Explanation of the Code

  1. Initialize the Embedding Model: Using OllamaEmbeddingModel, we create an embedding model connected to the Ollama3 service.
  2. Initialize the Embedding Store: An in-memory store to hold the embeddings.
  3. Load and Parse the Document: Load a document from the file system and parse it into text segments.
  4. Split the Document: Split the document into smaller parts using a recursive splitter.
  5. Ingest the Document: Ingest the document into the embedding store by generating embeddings for each segment.
  6. Create Query Embedding: Generate an embedding for the user query.
  7. Retrieve Relevant Information: Perform a similarity search in the embedding store to find relevant text segments.
  8. Prepare the Prompt: Create a prompt using the retrieved information and a template.
  9. Initialize the Language Model: Use OllamaLanguageModel to initialize the generative model.
  10. Generate the Response: Generate a response using the language model based on the prepared prompt.

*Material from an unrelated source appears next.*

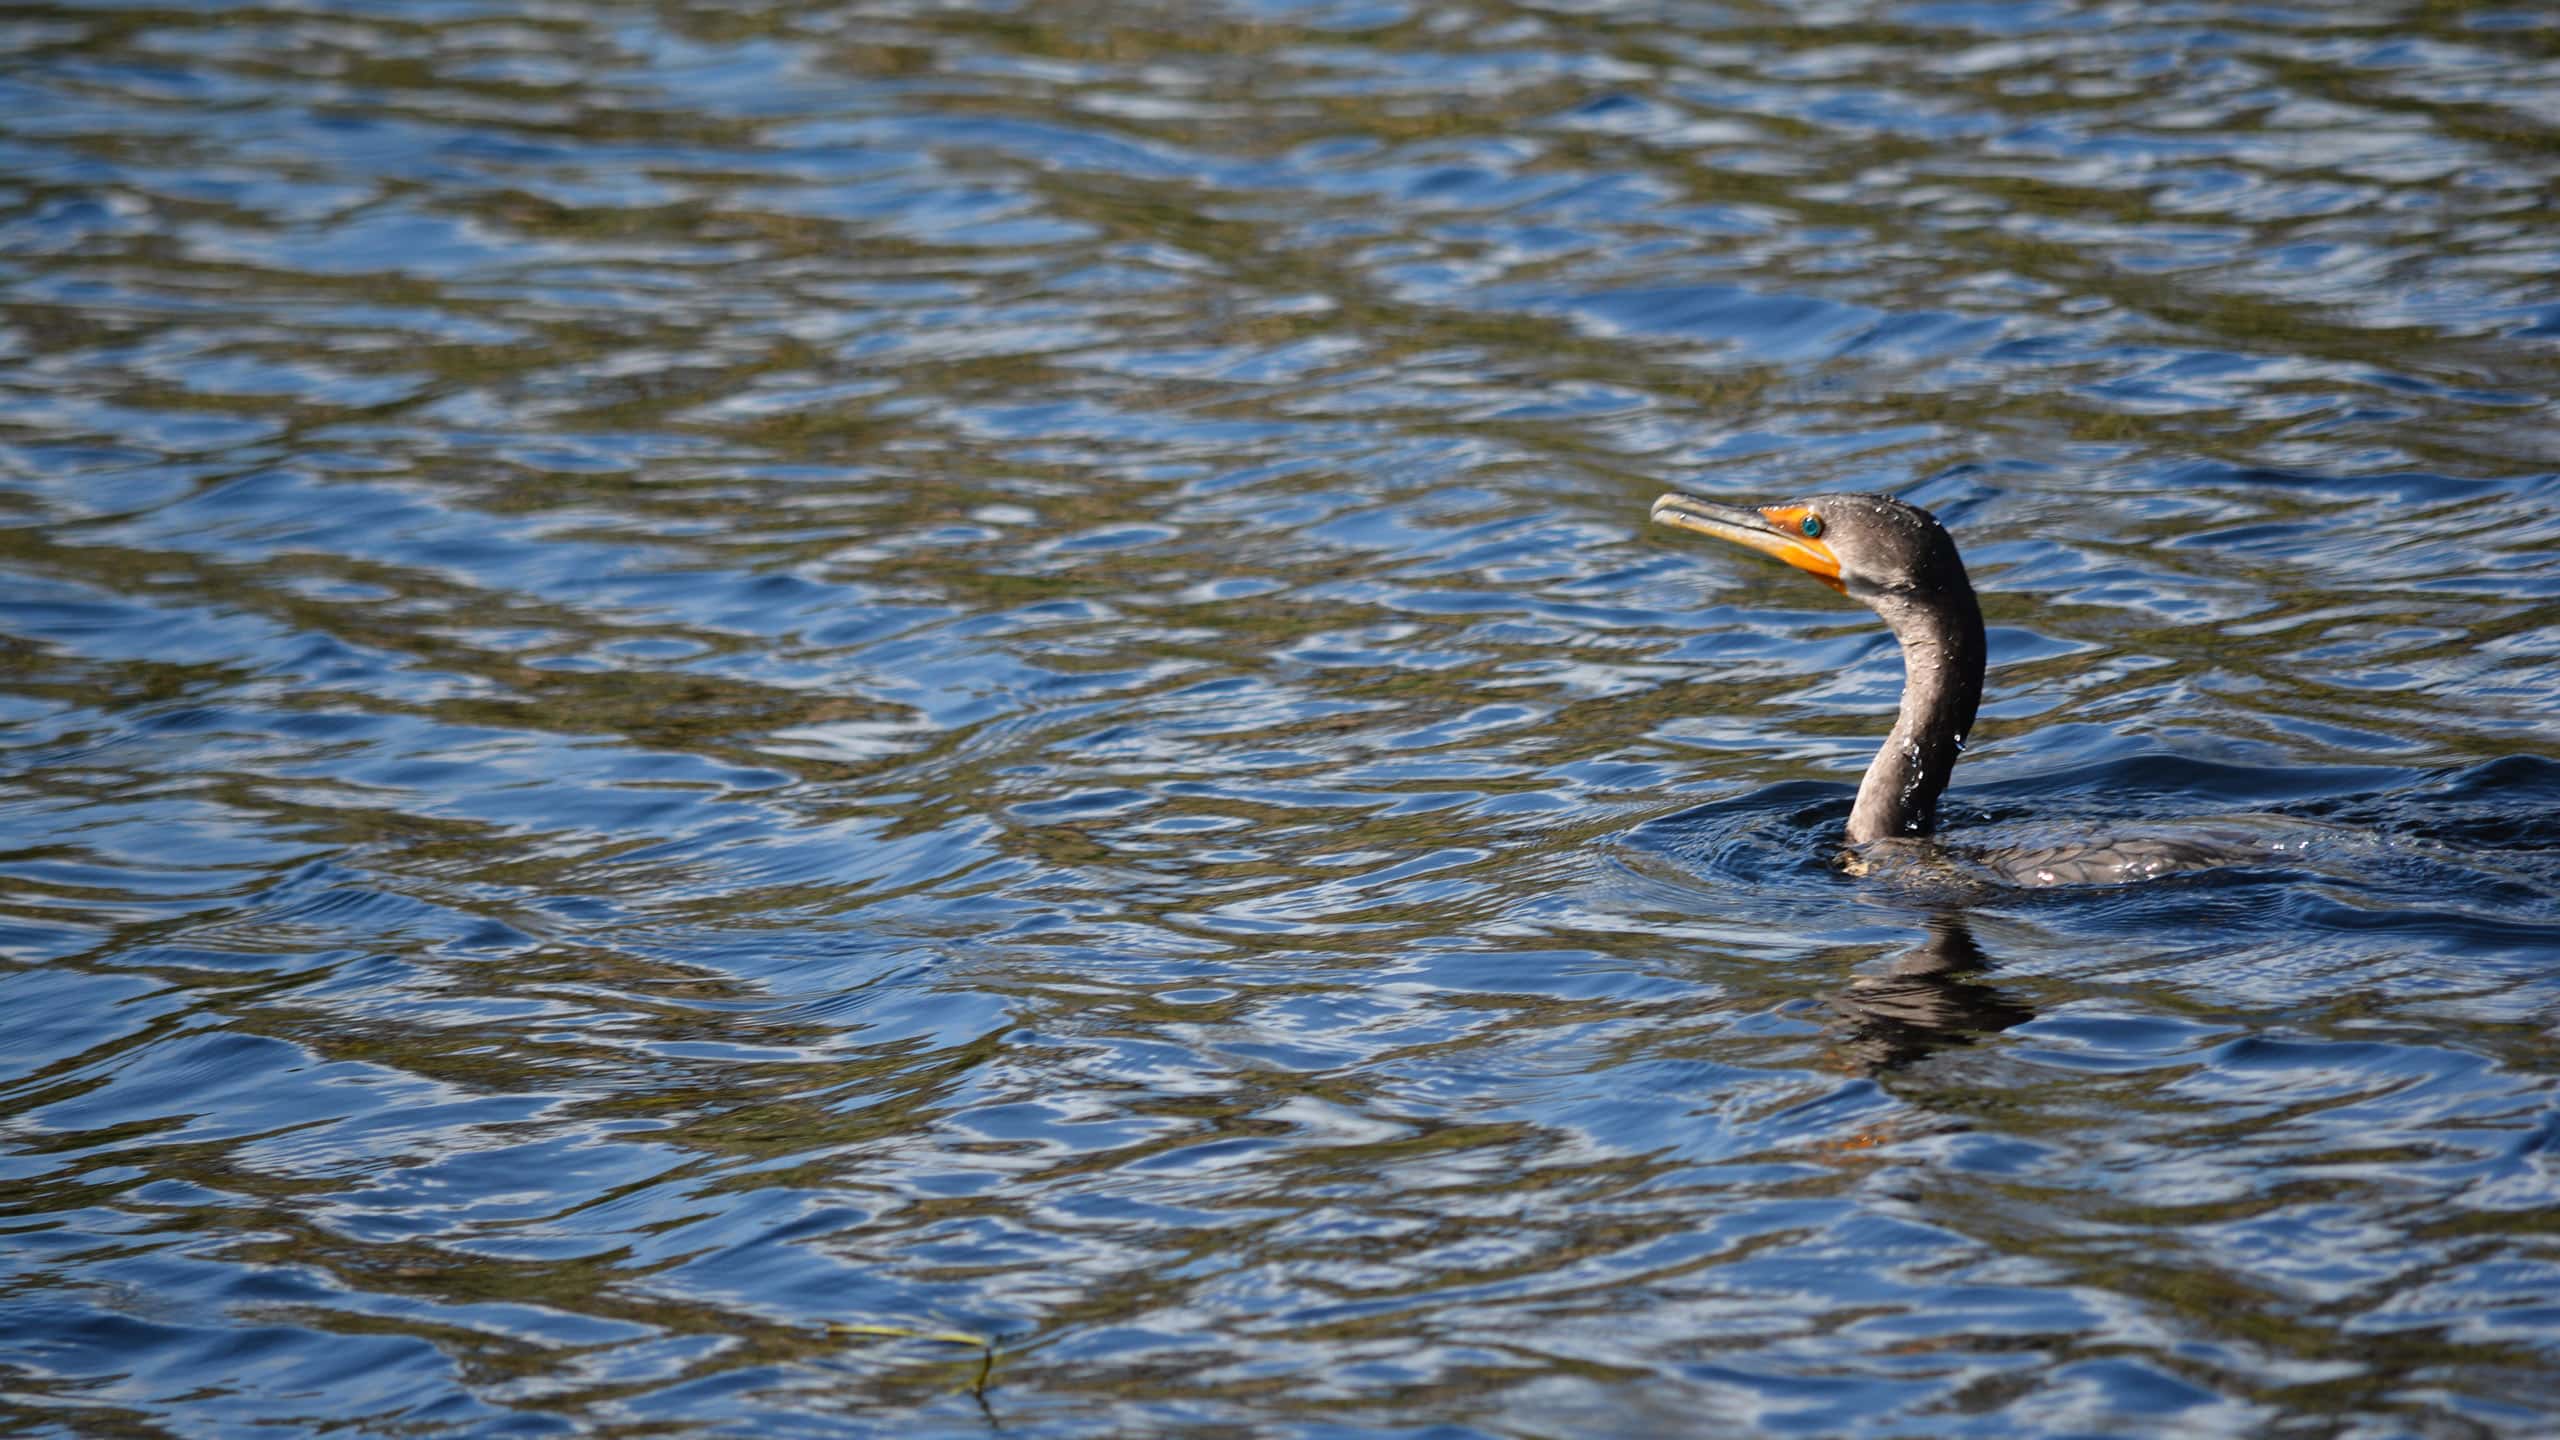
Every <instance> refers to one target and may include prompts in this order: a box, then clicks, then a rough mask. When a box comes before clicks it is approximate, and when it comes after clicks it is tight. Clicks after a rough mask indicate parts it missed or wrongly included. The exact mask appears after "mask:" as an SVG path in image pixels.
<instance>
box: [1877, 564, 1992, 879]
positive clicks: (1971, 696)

By running the above code, the Prompt will return ( after a couple of minutes), the response:

Using RAG with Langchain4j and Ollama3

Conclusion

By combining the strengths of retrieval-based and generative models, RAG with Langchain4j and Ollama3 offers a powerful approach to improve the accuracy and relevance of natural language processing tasks. This tutorial provides a foundational framework to implement RAG, which can be further customized and scaled based on specific use cases and datasets.